Compute eigenvectors of $\Sigma$: U, S, V] = svd(sigma)
- U: the columns of u are the eigenvectors --> U we use the k first columns of this matrix 

$U = \begin{pmatrix}
\mid & \mid & & \mid \\
u^{(1)} & u^{(2)} & \cdots & u^{(n)}\\
\mid & \mid & & \mid \\
\end{pmatrix} \in \Re^{n x n}$

$U_{reduce} = \begin{pmatrix}
\mid & \mid & & \mid \\
u^{(1)} & u^{(2)} & \cdots & u^{(k)}\\
\mid & \mid & & \mid \\
\end{pmatrix} \in \Re^{n x n}$

$z = \begin{pmatrix}
\mid & \mid & & \mid \\
u^{(1)} & u^{(2)} & \cdots & u^{(k)}\\
\mid & \mid & & \mid \\
\end{pmatrix}^T x \in \Re^k$


- S = eigenvalues



#### 3. Find eigenvectors u and eigenvalues $\lambda$
1. Find eigenvalues by solving: $det(\Sigma - \lambda I) = 0$

$det\begin{bmatrix}
2.0 & 0.8\\
0.8 & 0.6 
\end{bmatrix} = (2.0 - \lambda)(0.6 - \lambda)-0.8^2 = 0 \iff {\lambda_1, \lambda_2}= {2.36, 0.23}$

2. Find $i^{th}$ eigenvector by solvind $\Sigma u_i = \lambda_i u_i$

3. First PC: $\begin{bmatrix} 0.91 \\ 0.41 \end{bmatrix}$, Secon PC: $\begin{bmatrix} -0.41 \\ 0.91 \end{bmatrix}$

#### 4. Sort eigenvalues and pick first k eigenvectors
If we have $n$ eingenvectors $u_1, u_2, ..., u_n$, we want $k < n$.
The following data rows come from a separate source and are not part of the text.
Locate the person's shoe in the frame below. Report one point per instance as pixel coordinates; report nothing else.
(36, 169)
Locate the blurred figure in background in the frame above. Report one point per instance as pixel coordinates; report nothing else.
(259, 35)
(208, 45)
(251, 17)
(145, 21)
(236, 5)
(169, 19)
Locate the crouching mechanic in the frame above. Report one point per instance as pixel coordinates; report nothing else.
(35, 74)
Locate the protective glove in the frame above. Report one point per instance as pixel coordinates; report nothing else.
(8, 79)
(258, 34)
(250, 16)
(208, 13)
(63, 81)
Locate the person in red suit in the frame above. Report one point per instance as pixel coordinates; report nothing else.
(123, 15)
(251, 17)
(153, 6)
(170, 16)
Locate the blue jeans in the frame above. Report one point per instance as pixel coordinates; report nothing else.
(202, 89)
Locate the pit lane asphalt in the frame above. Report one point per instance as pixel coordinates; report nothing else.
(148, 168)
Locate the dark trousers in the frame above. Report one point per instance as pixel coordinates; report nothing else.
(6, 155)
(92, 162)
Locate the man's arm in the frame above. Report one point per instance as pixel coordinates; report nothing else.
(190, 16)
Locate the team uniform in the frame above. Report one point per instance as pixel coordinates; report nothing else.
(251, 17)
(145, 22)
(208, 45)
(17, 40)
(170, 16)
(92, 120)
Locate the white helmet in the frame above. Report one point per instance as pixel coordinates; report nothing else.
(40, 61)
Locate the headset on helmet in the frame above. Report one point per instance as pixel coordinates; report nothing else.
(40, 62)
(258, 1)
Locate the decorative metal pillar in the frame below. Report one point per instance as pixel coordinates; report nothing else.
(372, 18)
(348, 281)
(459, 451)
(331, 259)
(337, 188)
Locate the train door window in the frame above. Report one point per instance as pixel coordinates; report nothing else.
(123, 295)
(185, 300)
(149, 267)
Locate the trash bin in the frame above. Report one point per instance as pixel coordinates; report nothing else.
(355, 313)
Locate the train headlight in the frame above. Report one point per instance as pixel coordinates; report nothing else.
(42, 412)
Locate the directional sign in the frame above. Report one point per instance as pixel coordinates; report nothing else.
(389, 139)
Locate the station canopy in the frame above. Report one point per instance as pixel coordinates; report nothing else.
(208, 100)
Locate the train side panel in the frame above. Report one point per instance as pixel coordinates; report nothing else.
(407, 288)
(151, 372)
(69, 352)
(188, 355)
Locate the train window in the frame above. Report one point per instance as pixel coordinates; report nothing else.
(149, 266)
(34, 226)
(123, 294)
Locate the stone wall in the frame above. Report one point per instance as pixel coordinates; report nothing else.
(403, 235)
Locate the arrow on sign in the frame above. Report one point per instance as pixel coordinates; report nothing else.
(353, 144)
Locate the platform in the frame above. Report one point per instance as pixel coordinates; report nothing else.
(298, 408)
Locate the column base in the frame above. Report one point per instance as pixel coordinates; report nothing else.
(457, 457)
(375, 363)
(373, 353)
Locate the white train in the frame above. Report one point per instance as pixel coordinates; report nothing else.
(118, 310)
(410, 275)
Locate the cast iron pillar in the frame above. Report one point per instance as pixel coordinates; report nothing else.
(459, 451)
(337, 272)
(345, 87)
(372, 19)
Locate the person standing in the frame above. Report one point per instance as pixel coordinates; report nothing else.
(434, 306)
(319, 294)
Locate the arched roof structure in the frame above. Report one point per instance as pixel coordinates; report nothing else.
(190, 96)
#### 5. Project data to k eigenvectors 

### How to choose k
k = number of principal  components

* Average squared projection error: $\frac{1}{m}\sum_{i=1}^m \lVert x^{(i)} - x_{approx}^{(i)} \rVert^2$

Difference between the original data $x$ and the projected version $x_approx$. PCA tries to minimize that value.

* Total variation in the data: $\frac{1}{m}\sum_{i=1}^m \lVert x^{(i)} \rVert^2$ 

On average, how far are my training examples from the vector (from just being all zeros)
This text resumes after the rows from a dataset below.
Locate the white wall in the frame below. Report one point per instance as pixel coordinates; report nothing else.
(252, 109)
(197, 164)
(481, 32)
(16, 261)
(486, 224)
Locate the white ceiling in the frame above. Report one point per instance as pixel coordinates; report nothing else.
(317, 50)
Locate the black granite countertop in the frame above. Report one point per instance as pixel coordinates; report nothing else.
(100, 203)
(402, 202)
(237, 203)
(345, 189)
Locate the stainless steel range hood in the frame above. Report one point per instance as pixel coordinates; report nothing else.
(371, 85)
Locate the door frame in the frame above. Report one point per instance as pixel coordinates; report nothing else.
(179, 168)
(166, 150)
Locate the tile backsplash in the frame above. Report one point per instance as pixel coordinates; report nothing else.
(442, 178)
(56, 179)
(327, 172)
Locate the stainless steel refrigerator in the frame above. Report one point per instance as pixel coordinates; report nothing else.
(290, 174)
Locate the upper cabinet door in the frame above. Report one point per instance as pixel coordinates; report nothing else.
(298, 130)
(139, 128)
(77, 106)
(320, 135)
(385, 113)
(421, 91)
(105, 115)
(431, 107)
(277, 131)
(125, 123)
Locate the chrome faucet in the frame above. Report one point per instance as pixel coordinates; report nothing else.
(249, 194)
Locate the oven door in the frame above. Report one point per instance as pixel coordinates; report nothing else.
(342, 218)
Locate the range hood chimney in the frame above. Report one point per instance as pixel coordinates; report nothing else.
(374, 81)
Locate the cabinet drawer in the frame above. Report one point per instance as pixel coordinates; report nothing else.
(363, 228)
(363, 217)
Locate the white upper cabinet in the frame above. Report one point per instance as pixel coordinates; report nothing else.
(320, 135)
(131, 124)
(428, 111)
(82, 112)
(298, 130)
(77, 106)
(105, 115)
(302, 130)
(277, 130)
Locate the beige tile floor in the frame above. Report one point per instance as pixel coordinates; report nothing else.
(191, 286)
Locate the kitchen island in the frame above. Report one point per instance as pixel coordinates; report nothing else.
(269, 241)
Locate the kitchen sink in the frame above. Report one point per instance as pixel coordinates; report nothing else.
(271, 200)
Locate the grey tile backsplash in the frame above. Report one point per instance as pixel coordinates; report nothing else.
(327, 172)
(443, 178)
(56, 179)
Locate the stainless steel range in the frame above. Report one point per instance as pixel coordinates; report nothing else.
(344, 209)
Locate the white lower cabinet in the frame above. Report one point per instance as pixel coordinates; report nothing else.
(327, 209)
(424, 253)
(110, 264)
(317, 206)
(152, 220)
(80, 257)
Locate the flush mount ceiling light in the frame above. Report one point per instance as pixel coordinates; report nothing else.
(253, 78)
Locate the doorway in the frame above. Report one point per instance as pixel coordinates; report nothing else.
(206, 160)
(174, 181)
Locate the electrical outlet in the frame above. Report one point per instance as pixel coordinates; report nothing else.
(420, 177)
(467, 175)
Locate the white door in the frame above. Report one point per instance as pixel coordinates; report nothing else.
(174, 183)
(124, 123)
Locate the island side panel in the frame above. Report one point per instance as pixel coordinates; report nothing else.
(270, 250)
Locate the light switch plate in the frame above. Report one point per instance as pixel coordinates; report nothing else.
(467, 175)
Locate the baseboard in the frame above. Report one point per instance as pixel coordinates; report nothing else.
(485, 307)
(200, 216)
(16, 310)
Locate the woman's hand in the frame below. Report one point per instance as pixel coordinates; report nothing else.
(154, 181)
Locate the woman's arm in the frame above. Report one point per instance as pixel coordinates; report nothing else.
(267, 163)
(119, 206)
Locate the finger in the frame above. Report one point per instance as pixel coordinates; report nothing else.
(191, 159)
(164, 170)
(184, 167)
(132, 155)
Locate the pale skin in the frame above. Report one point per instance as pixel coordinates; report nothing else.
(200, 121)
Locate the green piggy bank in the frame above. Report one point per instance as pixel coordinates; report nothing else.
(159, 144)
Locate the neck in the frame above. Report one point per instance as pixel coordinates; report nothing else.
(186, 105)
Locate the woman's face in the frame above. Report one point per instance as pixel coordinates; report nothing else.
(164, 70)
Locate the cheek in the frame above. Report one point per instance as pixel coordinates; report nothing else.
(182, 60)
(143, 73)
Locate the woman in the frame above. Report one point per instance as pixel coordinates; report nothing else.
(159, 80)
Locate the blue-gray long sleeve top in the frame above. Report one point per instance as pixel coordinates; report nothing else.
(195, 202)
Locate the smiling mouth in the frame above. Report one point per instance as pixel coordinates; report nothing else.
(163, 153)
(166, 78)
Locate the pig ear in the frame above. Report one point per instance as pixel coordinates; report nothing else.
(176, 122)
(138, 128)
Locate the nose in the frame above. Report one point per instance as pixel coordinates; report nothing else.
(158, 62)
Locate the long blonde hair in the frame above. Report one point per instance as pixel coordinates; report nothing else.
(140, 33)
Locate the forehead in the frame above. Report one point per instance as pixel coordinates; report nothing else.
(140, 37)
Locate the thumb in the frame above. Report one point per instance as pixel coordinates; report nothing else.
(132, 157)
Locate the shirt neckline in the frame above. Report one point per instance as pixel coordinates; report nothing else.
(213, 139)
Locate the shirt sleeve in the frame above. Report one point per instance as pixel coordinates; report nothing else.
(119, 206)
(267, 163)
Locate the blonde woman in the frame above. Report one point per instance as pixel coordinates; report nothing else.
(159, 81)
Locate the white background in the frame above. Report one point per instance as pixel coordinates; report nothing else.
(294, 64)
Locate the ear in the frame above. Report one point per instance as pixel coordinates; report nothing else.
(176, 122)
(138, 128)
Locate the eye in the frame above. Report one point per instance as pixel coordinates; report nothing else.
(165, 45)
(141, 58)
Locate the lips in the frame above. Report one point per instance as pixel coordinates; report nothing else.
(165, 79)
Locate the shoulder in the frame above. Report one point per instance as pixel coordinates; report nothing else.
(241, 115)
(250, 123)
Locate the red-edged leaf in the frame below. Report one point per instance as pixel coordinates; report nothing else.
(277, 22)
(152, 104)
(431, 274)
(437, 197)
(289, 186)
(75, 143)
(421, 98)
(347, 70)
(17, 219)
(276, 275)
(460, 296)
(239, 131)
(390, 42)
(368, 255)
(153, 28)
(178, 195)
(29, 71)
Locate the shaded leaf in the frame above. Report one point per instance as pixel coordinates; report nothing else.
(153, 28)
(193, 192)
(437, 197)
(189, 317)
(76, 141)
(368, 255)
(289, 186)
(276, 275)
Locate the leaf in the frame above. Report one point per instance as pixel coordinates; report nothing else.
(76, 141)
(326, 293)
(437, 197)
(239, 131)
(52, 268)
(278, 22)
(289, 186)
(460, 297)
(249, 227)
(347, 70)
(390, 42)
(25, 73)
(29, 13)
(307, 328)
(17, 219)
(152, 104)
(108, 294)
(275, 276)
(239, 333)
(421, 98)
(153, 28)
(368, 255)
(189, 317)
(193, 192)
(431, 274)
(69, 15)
Typically, chose k to be the smallest value so that
$\frac{\frac{1}{m}\sum_{i=1}^m \lVert x^{(i)} - x_{approx}^{(i)} \rVert^2}{\frac{1}{m}\sum_{i=1}^m \lVert x^{(i)} \rVert^2} \leq 0.01$

"99% of variance is retained"

$\frac{\frac{1}{m}\sum_{i=1}^m \lVert x^{(i)} - x_{approx}^{(i)} \rVert^2}{\frac{1}{m}\sum_{i=1}^m \lVert x^{(i)} \rVert^2} = 1 - \frac{\sum_{i=1}^k S_{ii}}{\sum_{i=1}^n S_{ii}}$

### Using PCA to speed up the raining time of a learning algorithm
Supervised learning algorithm with: $(x^{(1)}, y^{(1)}), (x^{(2)}, y^{(2)}), ..., (x^{(m)}, y^{(m)})$

1. Extract inputs

$x^{(1)},  x^{(2)}, ..., x^{(m)} \in \Re^{10000}$

2. Apply PCA to inputs

$z^{(1)},  z^{(2)}, ..., z^{(m)} \in \Re^{1000}$

3. New dataset

$(z^{(1)}, y^{(1)}), (z^{(2)}, y^{(2)}), ..., (z^{(m)}, y^{(m)})$

4. Apply the algorithm

*OBS*: Mapping $x^{(i)} \to z^{(i)}$ should be defined by running PCA only on the training set.

### Bad use of PCA
* To prevent overfitting

This might work OK, but it's not a good way to address overfitting. Use **regularization** instead

* Design of ML system

Before implementing PCA, first try running whatever you want to fo with the original/raw data. Only if that doesn't work well, then implement PCA.